The poor man went inside and saw tables set and people sitting and enjoying themselves. Everything was served generously and graciously. He ate, enjoying every second. At the end he asked the others who were sitting at the table, “What work did you do in exchange for the food?”

“This is a hachnasas orchim belonging to a warmhearted, generous Jew who gives everything for free,” they answered him. “Unfortunately, you went into the home of the swindler across the street, an evil man and a liar, who made you work without paying you even a penny. Had you come here to begin with, you would not have had to work at all!”

This is the relationship between work and parnassah: Yes, one needs to do hishtadlus, but it is our obligation to be careful not to fall into the trap of that swindler, the yetzer hara, who forces a person to work without stopping, as though his parnassah is dependent on this. And yet we receive our sustenance as a free gift from the all-merciful Creator, Who prepares sustenance for all His creations, for His kindness never ends.

However, since the tikkun for Adam Harishon’s sin was, “by the sweat of your brow you shall eat bread,” mankind is instructed by the great Producer, the Creator of the world, to work at something through which sustenance will come. There are people who write or create all sorts of things or objects independently. There are those who deal in business – buying here and selling there; there are hired workers who do their jobs and receive salaries from their bosses.

This is where the real challenge of bitachon begins. When a person does something, he is liable to think that his wisdom stood by him and his diligence is what brought him his salary. He is liable to view his work as the source of bounty, while in truth it is only a means and a decree. On the other hand, a person can think the opposite – that since he does such simple work, his salary is small, and that because of the work he does, he brings in less, or because his business sense misled him, he lost so much.

All these thoughts are mistaken. Poverty is not a result of one’s job, nor is wealth a result of one’s job; rather, both come from the Owner of all wealth (Kiddushin 82). Nevertheless, all types of people are commanded to make an effort to seek parnassah, with bitachon in Hashem that their sustenance is in His Hands and that he is the person’s Guarantor and pays him via the circumstances that He wants (Shaar Habitachon, beginning of ch. 4).

What poignant words these are! How the heart is warmed by hearing the promise that Hashem is the Guarantor!

When a person asks his friend for a large loan, the friend will demand that a third party serve as an arev, a guarantor, that the loan will indeed be returned to him. And here, when we make proper hishtadlus, we have an Arev that parnassah will be coming to us: The Borei Olam Himself is the Guarantor that we will have all our needs; we will do whatever we can do and we do not have to worry at all. If we have done what we have to do – excellent. Then we can be completely calm.

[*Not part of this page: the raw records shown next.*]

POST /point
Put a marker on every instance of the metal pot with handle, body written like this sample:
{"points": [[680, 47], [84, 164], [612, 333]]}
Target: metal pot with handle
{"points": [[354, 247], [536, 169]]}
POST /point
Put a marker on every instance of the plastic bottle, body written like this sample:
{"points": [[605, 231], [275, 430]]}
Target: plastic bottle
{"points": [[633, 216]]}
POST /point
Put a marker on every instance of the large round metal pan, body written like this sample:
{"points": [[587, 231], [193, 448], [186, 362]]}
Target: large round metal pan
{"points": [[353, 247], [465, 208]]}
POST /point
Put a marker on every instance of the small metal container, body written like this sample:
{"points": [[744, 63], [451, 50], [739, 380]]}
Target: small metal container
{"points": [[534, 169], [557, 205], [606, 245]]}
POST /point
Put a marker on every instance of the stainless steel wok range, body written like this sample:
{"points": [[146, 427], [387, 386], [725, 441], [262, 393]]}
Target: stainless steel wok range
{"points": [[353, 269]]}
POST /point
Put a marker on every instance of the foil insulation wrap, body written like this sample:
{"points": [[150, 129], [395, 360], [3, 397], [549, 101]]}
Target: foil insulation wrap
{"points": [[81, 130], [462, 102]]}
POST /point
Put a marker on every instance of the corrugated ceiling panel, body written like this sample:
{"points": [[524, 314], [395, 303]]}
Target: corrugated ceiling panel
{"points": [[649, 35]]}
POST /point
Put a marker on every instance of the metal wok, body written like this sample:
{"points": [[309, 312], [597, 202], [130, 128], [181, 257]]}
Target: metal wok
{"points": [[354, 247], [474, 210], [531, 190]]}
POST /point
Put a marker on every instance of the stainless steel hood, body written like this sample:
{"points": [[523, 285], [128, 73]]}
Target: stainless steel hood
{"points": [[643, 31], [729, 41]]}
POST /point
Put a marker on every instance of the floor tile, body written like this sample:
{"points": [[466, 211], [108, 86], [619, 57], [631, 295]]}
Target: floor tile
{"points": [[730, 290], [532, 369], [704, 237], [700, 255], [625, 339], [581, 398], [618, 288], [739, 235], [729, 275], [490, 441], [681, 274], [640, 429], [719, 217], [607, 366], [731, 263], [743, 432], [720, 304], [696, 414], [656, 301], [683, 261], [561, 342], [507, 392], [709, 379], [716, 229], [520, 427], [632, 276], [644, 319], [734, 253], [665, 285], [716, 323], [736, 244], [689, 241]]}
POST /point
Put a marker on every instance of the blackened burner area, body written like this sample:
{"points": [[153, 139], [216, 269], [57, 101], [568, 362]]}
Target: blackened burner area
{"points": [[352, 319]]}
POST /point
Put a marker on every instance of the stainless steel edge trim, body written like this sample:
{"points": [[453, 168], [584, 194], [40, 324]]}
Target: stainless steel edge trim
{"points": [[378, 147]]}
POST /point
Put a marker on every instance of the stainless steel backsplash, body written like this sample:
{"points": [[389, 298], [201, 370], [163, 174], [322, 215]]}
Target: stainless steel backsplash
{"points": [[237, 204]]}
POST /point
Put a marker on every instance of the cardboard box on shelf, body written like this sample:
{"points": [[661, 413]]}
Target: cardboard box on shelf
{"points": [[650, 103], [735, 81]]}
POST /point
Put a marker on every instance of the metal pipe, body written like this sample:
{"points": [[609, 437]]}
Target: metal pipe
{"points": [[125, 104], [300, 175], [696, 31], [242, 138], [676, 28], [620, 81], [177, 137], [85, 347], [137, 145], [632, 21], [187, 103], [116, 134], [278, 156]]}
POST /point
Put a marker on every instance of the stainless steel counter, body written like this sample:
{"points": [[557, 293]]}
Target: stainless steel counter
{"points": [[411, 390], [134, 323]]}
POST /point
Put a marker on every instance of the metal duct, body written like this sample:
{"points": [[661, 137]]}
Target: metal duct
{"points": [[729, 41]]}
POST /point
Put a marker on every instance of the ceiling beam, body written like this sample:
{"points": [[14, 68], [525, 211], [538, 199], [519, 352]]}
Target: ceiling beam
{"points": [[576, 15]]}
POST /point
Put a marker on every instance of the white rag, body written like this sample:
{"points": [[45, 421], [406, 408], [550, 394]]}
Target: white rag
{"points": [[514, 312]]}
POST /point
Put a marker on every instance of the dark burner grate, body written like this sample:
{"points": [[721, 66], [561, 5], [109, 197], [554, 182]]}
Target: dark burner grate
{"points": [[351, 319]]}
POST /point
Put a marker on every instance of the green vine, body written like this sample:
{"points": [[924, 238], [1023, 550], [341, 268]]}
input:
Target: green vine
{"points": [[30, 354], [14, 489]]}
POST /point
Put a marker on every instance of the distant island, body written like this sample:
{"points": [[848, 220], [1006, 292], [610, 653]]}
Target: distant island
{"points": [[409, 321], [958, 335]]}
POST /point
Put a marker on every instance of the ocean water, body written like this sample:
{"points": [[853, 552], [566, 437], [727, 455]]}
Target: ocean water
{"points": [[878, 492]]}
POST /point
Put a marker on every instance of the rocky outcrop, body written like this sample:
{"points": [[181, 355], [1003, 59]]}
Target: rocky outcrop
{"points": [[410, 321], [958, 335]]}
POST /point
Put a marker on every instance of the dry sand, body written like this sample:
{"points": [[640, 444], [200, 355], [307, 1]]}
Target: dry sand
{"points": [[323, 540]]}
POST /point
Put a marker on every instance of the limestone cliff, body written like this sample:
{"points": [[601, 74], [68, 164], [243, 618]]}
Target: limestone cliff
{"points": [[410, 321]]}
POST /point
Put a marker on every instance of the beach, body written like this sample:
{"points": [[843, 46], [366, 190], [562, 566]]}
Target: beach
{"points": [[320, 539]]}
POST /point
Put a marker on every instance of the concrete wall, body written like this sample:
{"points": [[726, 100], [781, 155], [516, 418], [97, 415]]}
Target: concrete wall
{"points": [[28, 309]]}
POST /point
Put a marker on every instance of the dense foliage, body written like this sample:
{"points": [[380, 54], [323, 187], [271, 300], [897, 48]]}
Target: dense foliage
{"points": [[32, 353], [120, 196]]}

However, it is not assured that doing a certain type of work will bring us parnassah, and it may be that the great Sustainer will chose some other means through which we are to profit. But if we have done our part and paid up our “tax” of hishtadlus, then Hashem will do His part. The truth is that we were commanded to prepare a “vessel,” but we were not told what size that vessel needs to be. There may be someone who prepared a very large vessel; he works for hours upon hours, and this very large vessel gets filled up with pennies. On the other hand, there can be someone who prepares a small vessel and receives in it a check worth tens of thousands.

The main thing is that the vessel should be whole and in accordance with the Shulchan Aruch; that there should be seder to his day, with three tefillos with a minyan, calmly and with yishuv hadaas, learning Torah in quality and quantity, and time for the family and chinuch of the children. It should not be the type of vessel that has many “holes” – all kinds of shortcuts, because then the shefa from on High will come to the vessel, but it will drain out through the holes.

May it be His will that in the merit of strengthening our bitachon we be zocheh to great shefa, brachos and hatzlachos, with physical and emotional health and much simchah; amen.